Oslo, Norway
Global leader in student marketing and recruitment, Keystone Education Group, today announced the winners of the 2026 Keystone Awards, celebrating the students, educators and institutions shaping the future of higher education.
Focused across ten categories, this year’s Keystone Awards recognised outstanding students and institutions for their leadership, resilience and innovation: from training that carried on through conflict, and hackathons confronting gender inequity, to scholarships widening access to education for displaced students.
All Keystone Awards winners were revealed today on Keystone Education Group's LinkedIn page.

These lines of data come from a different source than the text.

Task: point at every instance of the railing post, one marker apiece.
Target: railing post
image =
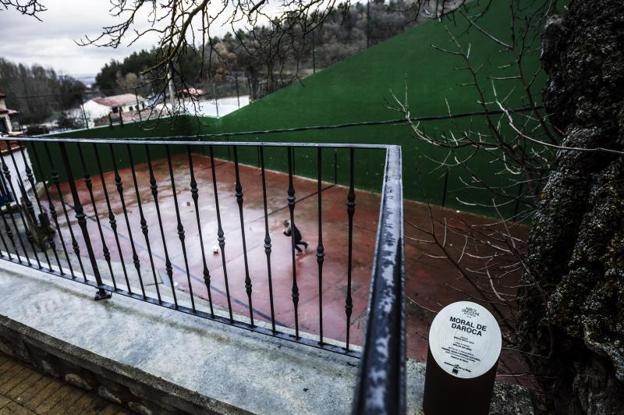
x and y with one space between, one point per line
382 380
101 293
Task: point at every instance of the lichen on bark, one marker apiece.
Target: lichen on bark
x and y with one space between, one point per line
572 316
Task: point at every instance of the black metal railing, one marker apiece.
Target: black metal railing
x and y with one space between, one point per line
101 244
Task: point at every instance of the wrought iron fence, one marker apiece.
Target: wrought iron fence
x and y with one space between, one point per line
46 231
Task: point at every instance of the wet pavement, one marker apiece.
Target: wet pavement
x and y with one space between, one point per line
431 283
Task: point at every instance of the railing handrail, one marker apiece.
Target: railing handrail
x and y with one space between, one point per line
381 382
380 387
197 142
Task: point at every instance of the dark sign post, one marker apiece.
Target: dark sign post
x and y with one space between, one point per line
464 346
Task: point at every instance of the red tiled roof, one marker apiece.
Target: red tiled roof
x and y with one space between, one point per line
117 100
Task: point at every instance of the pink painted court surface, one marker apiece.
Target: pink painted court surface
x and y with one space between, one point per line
430 283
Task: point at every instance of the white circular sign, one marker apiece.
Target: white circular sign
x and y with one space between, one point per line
465 339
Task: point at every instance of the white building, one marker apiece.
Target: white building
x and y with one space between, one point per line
6 127
97 108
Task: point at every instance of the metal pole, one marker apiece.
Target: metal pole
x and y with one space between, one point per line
101 293
237 90
136 97
313 52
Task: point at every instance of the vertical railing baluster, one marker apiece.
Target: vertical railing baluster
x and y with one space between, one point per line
119 186
111 216
144 227
7 175
54 177
239 201
31 180
180 227
220 233
350 212
320 249
25 198
9 233
89 184
6 247
291 209
154 188
54 216
101 293
195 196
267 237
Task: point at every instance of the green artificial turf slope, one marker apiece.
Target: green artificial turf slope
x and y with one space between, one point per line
361 88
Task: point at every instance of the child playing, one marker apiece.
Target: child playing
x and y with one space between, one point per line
298 238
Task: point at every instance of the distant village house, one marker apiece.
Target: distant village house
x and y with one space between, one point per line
6 124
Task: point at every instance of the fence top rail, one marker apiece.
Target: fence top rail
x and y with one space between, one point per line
196 142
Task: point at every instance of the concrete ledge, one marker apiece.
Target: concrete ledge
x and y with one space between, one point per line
154 360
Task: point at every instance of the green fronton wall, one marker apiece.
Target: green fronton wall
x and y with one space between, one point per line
361 89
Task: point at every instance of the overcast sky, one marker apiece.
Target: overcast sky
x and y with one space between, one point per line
51 42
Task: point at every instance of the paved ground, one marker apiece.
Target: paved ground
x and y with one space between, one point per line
431 283
26 392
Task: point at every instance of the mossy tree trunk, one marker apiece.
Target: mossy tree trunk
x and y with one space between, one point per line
572 315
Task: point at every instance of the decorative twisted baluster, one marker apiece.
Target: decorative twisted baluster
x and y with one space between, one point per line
180 227
144 228
239 201
195 196
54 178
154 189
9 234
29 207
119 186
54 217
7 175
291 209
111 218
320 249
220 234
267 237
31 179
350 212
82 223
89 184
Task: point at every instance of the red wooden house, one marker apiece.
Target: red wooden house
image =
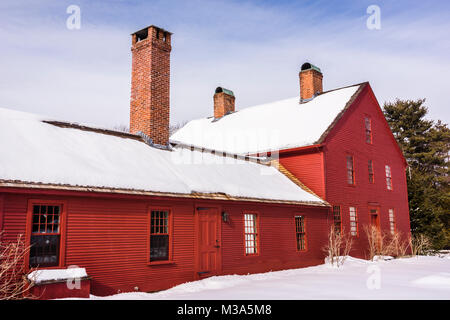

This year, The Higher Education Institute of the Year title went to Luxembourg School of Business: the Grand Duchy's first graduate business school, known for small, executive-style cohorts taught by faculty drawn from MIT, Harvard and ESADE, among others.
On the student side, Shiza Hirani of the University of Regina was named Student of the Year. Shiza founded Youth MentorNet Café, a free mentorship initiative for newcomer, racialised and Indigenous youth that has reached thousands of high school students across Canada and internationally with workshops on financial literacy, career pathways and mental health.
Meanwhile, the International Student of the Year title went to Priscilla Jeyaraj, a PhD Medicine student from Malaysia at Queen's University Belfast who was recognised for academic excellence alongside her role helping build community for Malaysian students through QUB's clubs and societies network.
Among this year's institution winners, KROK Business School in Kyiv took the Training Provider of the Year title for continuing to deliver leadership development for Ukrainian businesses under wartime conditions, while RMIT Vietnam claimed Outstanding Equality, Diversity & Inclusion Initiative or Project for Hack The Gap, a student-led gender equity hackathon.
The University of Bristol's Think Big Development Programme claimed the Outstanding Student Experience award by supporting the university's international scholarship recipients with leadership workshops, networking events and a self-reflection pathway, with 98% of participants claiming the initiative helped them build professional skills and confidence.
“At Keystone, we believe in celebrating institutions and individuals that break the mould to show how brilliant ideas and consistent effort can elevate higher education as a whole. This year's winners in particular show what resilience and innovation in the sector really look like, from training programmes that continued as classrooms moved to shelters, to a hackathon that turned a serious equity gap into something students could play, debate and learn from. Congratulations to all!”
Fredrik Högemark, CEO of Keystone Education Group
The awards nominees were evaluated by an international jury of academic and industry experts. To see the full list of winners visit the announcement page at www.keg.com/keystone-awards or continue below.
More than 100 million students annually trust Keystone to help them pursue higher education. In turn, Keystone helps over 5,500 education institutions reach, recruit, and enroll prospective students in more than 190 countries.
Keystone also operates a range of global student recruitment services including UniQuest, Asia Exchange, Blueberry, SONOR, Edunation, and Keystone Sports. Headquartered in Oslo, Norway, Keystone is backed by Viking Venture and Verdane, two leading Nordic venture firms. Keystone has 750 employees worldwide, with offices across the Nordics, Germany, Spain, and the UK.